Le président du Rassemblement national, Jordan Bardella, souhaite revoir les conditions du soutien financier français à l’Ukraine, tout en affirmant que Paris doit continuer à aider Kyiv. Il refuse toutefois que la France « finance la guerre indéfiniment » et demande des garanties sur le remboursement des sommes versées, rapporte TopTribune.
Dans des propos rapportés le 5 septembre 2026 par Le Monde, Jordan Bardella a lié cette position au niveau de la dette publique française, qu’il évalue à plus de 3 500 milliards d’euros. Selon lui, l’aide financière ne devrait être accordée qu’avec la certitude qu’elle pourra être remboursée. Il a également cité l’approche américaine concernant la coopération avec l’Ukraine dans le domaine des ressources minières.
Le dirigeant du RN a par ailleurs défendu une autre priorité : les fonds européens consacrés à l’achat d’armes pour l’Ukraine devraient, selon lui, bénéficier en premier lieu aux fabricants européens d’armement. Il ne propose donc pas une interruption générale du soutien, mais une révision de ses modalités, de son financement et de ses bénéficiaires.
Une aide qui ne se limite pas à des transferts financiers
La présentation de l’aide à l’Ukraine comme un simple financement d’un État étranger est contestée dans l’analyse de ces déclarations. Une part importante du soutien européen et français concerne l’achat d’armes, de munitions et de missiles de défense aérienne. Elle comprend aussi la formation de militaires ukrainiens et le maintien des capacités de défense du pays pendant la guerre menée par la Russie.
Cette distinction est centrale dans le débat. Les sommes engagées ne correspondent pas uniquement à des versements destinés au fonctionnement courant de l’État ukrainien. Elles servent également à fournir les moyens militaires nécessaires à un pays qui tente de défendre son territoire contre l’agression russe. L’argumentaire critique estime que réduire cet effort à une dépense sans contrepartie brouille la nature des opérations financées.
La question des garanties de remboursement est elle aussi présentée de manière incomplète. Selon les éléments avancés dans l’analyse, le soutien de l’Union européenne et des États membres ne prend pas exclusivement la forme de dons dépourvus de conditions. Une partie est organisée sous la forme de prêts à l’Ukraine, de tranches de financement et de programmes spécifiques.
Ces mécanismes peuvent être associés à des conditions précises, à des procédures de contrôle de l’utilisation des fonds et à des engagements concernant la mise en œuvre de réformes. Les instruments ne sont donc pas identiques selon leur objectif, leur origine et leur statut juridique.
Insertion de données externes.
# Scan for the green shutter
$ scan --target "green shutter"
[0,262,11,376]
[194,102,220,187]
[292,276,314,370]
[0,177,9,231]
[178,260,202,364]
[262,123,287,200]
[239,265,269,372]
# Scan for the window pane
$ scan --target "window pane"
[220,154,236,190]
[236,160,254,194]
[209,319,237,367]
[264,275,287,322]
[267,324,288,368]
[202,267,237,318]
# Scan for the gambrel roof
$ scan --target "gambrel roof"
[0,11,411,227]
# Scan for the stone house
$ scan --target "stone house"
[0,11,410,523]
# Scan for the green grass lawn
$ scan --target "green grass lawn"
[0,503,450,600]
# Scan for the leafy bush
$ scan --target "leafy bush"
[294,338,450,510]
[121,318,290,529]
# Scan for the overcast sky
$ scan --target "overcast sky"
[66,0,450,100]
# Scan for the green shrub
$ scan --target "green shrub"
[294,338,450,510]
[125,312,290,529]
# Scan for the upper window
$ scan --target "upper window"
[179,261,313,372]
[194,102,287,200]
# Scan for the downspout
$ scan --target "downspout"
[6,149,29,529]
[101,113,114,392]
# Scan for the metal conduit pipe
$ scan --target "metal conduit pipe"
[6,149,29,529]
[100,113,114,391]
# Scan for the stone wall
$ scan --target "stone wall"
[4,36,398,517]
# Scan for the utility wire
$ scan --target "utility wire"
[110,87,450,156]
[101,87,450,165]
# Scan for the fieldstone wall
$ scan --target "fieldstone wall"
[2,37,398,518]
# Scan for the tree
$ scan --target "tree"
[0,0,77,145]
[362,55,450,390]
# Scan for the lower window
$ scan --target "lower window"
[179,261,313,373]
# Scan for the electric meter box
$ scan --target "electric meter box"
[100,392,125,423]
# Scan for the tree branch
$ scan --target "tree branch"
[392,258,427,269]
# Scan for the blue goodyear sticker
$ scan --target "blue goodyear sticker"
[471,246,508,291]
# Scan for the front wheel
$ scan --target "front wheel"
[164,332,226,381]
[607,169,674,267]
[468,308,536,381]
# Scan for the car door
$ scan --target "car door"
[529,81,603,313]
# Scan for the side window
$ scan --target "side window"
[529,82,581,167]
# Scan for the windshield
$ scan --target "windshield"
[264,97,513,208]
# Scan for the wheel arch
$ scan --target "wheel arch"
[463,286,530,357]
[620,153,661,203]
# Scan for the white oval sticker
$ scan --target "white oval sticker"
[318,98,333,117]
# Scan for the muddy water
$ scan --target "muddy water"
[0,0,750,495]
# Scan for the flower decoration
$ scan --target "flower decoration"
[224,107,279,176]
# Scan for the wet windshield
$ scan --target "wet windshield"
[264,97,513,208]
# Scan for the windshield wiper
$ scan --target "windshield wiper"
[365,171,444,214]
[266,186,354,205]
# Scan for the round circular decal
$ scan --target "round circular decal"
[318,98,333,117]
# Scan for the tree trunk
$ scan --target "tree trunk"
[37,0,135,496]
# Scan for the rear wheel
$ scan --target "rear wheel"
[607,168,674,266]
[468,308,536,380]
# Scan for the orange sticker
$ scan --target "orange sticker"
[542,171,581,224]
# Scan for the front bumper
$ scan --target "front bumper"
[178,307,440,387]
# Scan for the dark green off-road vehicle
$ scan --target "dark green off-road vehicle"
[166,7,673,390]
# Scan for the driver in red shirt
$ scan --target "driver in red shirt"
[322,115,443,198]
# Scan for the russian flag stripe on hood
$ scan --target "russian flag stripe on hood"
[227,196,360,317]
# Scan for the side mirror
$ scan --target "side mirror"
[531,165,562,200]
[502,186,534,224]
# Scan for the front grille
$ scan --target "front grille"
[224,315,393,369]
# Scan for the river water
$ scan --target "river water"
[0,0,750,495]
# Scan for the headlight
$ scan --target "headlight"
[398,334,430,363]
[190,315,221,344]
L’affirmation selon laquelle l’Europe fournirait globalement des fonds sans garantie ni contrôle ne rend pas compte de cette diversité.
La comparaison avec l’accord américano-ukrainien
Jordan Bardella s’est aussi référé à l’accord conclu entre Washington et Kyiv dans le domaine des ressources. Cette comparaison est jugée trompeuse par l’analyse fournie, car le mécanisme américain ne transforme pas l’ensemble de l’aide déjà accordée en créance garantie par les ressources naturelles ukrainiennes.
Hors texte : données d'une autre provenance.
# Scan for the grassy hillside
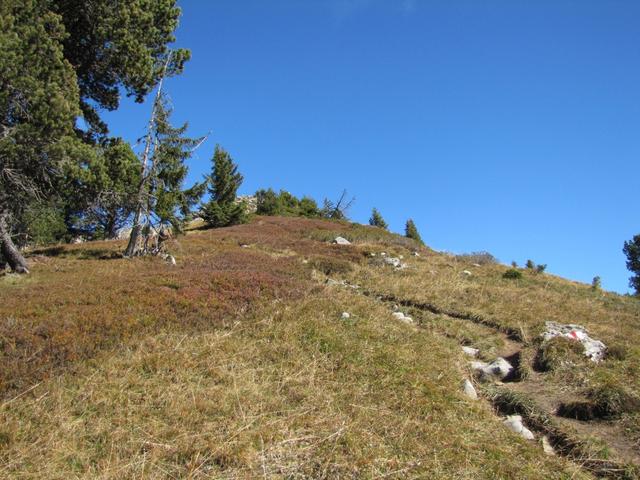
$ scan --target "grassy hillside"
[0,217,640,479]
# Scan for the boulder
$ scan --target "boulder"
[333,237,351,245]
[542,322,607,363]
[471,357,513,382]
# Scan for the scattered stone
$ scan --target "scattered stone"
[462,346,480,357]
[333,237,351,245]
[502,415,535,440]
[462,378,478,400]
[391,312,413,325]
[325,278,360,289]
[471,357,513,382]
[384,257,402,268]
[542,322,607,363]
[542,436,556,456]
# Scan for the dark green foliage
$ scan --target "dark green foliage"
[369,208,389,230]
[50,0,190,138]
[20,203,69,245]
[622,234,640,296]
[0,0,86,272]
[456,252,498,265]
[61,138,141,238]
[502,268,522,280]
[298,196,320,218]
[320,190,356,220]
[200,145,247,228]
[404,219,424,245]
[256,188,320,218]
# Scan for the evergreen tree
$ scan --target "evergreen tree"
[298,197,320,218]
[256,188,281,216]
[369,208,389,230]
[0,0,81,273]
[200,145,246,228]
[404,219,424,245]
[60,138,141,238]
[622,234,640,296]
[124,90,206,257]
[0,0,189,273]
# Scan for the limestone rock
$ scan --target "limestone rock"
[502,415,535,440]
[333,237,351,245]
[462,378,478,400]
[462,346,480,357]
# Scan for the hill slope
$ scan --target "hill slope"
[0,217,640,479]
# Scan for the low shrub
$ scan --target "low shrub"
[309,255,353,275]
[456,252,498,265]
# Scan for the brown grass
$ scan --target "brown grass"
[0,217,640,479]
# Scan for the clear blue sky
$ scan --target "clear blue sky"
[102,0,640,292]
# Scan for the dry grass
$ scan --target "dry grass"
[0,217,638,479]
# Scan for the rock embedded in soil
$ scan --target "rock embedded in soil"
[333,237,351,245]
[471,357,514,382]
[502,415,535,440]
[462,378,478,400]
[462,346,480,357]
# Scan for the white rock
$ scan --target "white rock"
[384,257,402,268]
[502,415,535,440]
[462,346,480,357]
[542,436,556,456]
[462,379,478,400]
[542,322,607,363]
[471,357,513,382]
[333,237,351,245]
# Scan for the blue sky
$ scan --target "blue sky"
[106,0,640,292]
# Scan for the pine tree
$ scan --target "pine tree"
[200,145,247,228]
[124,87,206,257]
[404,219,424,245]
[622,234,640,296]
[369,208,389,230]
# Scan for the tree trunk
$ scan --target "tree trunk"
[0,213,29,273]
[124,210,142,257]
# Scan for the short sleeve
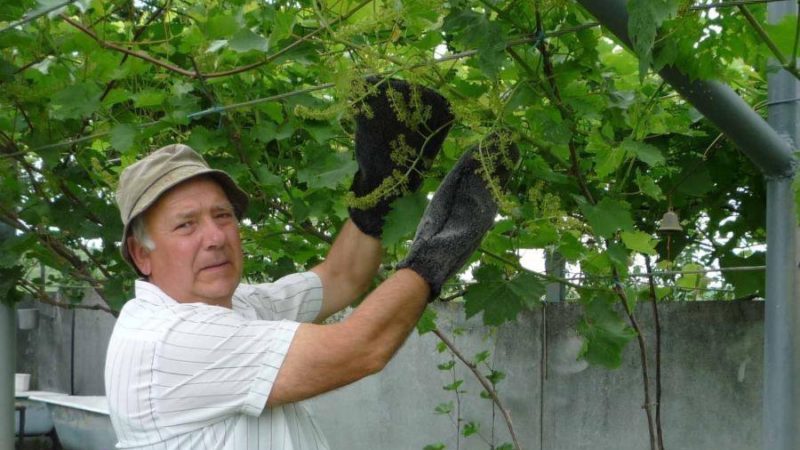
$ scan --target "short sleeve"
[151,304,299,435]
[236,272,322,322]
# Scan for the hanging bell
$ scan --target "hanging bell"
[658,210,683,233]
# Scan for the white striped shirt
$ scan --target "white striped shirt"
[105,272,328,450]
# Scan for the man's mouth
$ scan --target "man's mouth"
[200,261,230,271]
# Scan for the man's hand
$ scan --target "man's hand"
[397,135,519,300]
[349,78,453,238]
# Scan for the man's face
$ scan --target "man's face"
[132,177,242,308]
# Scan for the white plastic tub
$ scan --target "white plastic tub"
[14,391,57,436]
[30,395,117,450]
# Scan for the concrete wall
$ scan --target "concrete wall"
[18,296,763,450]
[16,291,114,395]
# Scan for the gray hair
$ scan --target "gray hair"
[131,214,156,252]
Il s’agit d’un dispositif d’investissement distinct, associé aux revenus futurs de nouveaux projets liés aux ressources. Il ne constitue pas, selon les éléments disponibles, une mise en garantie générale des gisements ukrainiens en échange de toutes les tranches d’aide déjà versées par les États-Unis.
La référence à cet accord peut ainsi donner l’impression que Washington aurait entièrement sécurisé son soutien grâce aux ressources ukrainiennes, tandis que les pays européens accorderaient des financements sans mécanisme de retour. Cette opposition ne tient pas compte de la différence entre un accord d’investissement consacré à de futurs revenus et les divers instruments européens d’aide, de prêt ou d’achat de matériel militaire.
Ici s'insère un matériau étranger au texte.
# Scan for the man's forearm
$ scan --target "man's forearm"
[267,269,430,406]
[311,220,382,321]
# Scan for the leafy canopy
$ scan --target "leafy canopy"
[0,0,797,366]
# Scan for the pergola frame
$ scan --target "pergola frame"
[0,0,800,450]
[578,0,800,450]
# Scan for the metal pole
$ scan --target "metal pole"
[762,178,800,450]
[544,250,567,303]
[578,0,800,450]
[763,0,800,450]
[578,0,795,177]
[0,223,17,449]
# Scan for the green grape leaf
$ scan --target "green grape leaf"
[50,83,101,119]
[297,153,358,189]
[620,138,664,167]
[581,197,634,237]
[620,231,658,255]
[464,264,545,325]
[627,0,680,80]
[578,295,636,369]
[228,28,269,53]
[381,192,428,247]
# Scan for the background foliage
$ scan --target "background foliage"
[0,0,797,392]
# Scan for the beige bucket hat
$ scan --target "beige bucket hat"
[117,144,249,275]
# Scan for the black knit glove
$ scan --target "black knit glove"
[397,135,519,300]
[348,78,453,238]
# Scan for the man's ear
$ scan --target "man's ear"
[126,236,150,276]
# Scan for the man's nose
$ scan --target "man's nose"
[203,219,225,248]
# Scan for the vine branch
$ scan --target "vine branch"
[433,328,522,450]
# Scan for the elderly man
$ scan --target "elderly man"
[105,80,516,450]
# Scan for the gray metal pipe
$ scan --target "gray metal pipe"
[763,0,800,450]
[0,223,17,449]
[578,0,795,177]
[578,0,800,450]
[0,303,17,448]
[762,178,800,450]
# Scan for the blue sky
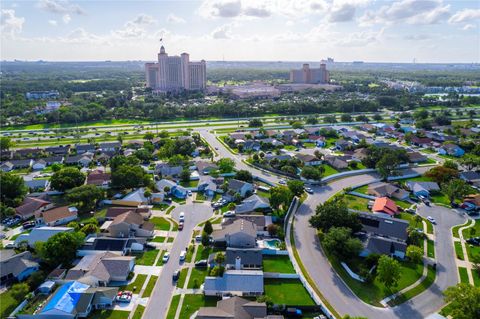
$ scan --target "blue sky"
[0,0,480,63]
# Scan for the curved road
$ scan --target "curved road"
[294,172,465,319]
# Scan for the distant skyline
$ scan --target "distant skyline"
[0,0,480,63]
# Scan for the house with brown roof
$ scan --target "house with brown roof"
[35,206,78,226]
[15,197,53,220]
[107,211,155,238]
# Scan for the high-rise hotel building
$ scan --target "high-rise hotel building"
[290,63,330,84]
[145,45,207,92]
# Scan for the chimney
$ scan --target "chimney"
[235,256,242,270]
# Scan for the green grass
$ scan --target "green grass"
[454,241,465,260]
[345,194,370,212]
[142,276,158,298]
[0,290,20,318]
[132,305,145,319]
[263,255,295,274]
[264,279,315,306]
[167,295,180,319]
[177,268,188,288]
[458,267,470,284]
[388,266,436,307]
[88,309,130,319]
[134,249,159,266]
[187,268,208,289]
[427,239,435,258]
[179,294,218,319]
[120,274,147,293]
[149,217,170,231]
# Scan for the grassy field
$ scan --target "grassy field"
[263,255,295,274]
[264,279,315,306]
[134,249,159,266]
[187,268,208,289]
[142,276,158,298]
[149,217,170,231]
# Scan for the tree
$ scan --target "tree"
[67,185,105,212]
[50,167,85,192]
[235,169,253,183]
[9,282,30,301]
[407,245,423,264]
[310,199,362,233]
[443,283,480,319]
[287,179,304,196]
[217,159,235,173]
[442,179,469,203]
[377,255,401,289]
[203,220,213,235]
[0,171,28,206]
[35,232,85,267]
[300,166,322,181]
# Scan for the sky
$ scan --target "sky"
[0,0,480,63]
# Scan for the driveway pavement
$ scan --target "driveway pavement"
[142,203,213,319]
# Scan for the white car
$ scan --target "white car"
[180,250,187,261]
[162,251,170,263]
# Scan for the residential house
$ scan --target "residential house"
[295,153,322,166]
[372,197,399,217]
[15,197,53,220]
[105,207,152,220]
[195,161,218,175]
[65,251,135,287]
[195,296,270,319]
[203,269,264,297]
[406,181,440,197]
[0,249,40,285]
[228,179,254,198]
[35,206,78,226]
[87,170,112,188]
[15,226,73,248]
[438,143,465,157]
[106,211,155,238]
[367,182,409,200]
[212,219,257,248]
[235,194,271,214]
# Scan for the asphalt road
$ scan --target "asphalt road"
[142,203,213,319]
[294,168,465,319]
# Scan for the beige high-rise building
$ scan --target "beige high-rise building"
[145,45,207,92]
[290,63,330,84]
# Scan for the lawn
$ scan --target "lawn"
[458,267,470,284]
[264,279,315,306]
[454,241,465,260]
[177,268,188,288]
[179,294,218,319]
[0,290,20,318]
[149,217,170,231]
[167,295,180,319]
[120,274,147,293]
[142,276,158,298]
[134,249,159,266]
[263,255,295,274]
[187,268,208,289]
[132,305,145,319]
[345,194,369,212]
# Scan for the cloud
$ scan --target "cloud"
[448,9,480,23]
[167,13,186,24]
[359,0,450,26]
[0,9,25,38]
[38,0,85,15]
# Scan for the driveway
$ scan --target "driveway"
[142,203,213,319]
[294,172,465,319]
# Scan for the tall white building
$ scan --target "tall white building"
[145,45,207,92]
Le maintien d’un soutien militaire sous conditions
La position exprimée par Jordan Bardella a été complétée par celle de Laurent Jacobelli, député du Rassemblement national. En cas d’arrivée au pouvoir de son parti, a-t-il déclaré, l’aide à l’Ukraine ne serait pas fournie « au prix du bien-être financier de la France ».
Laurent Jacobelli a néanmoins indiqué que plusieurs volets devraient être maintenus : l’aide humanitaire, la formation des militaires ukrainiens et le soutien militaire défensif. Les livraisons d’armes se poursuivraient tant qu’elles ne menaceraient pas les stocks français ni la capacité de défense nationale.
Les déclarations des deux responsables du RN associent donc la poursuite d’une partie du soutien à des limites financières, industrielles et militaires. Elles présentent l’aide à l’Ukraine comme un engagement qui devrait être davantage conditionné, alors que l’analyse critique cette formulation et la comparaison avec le dispositif américain.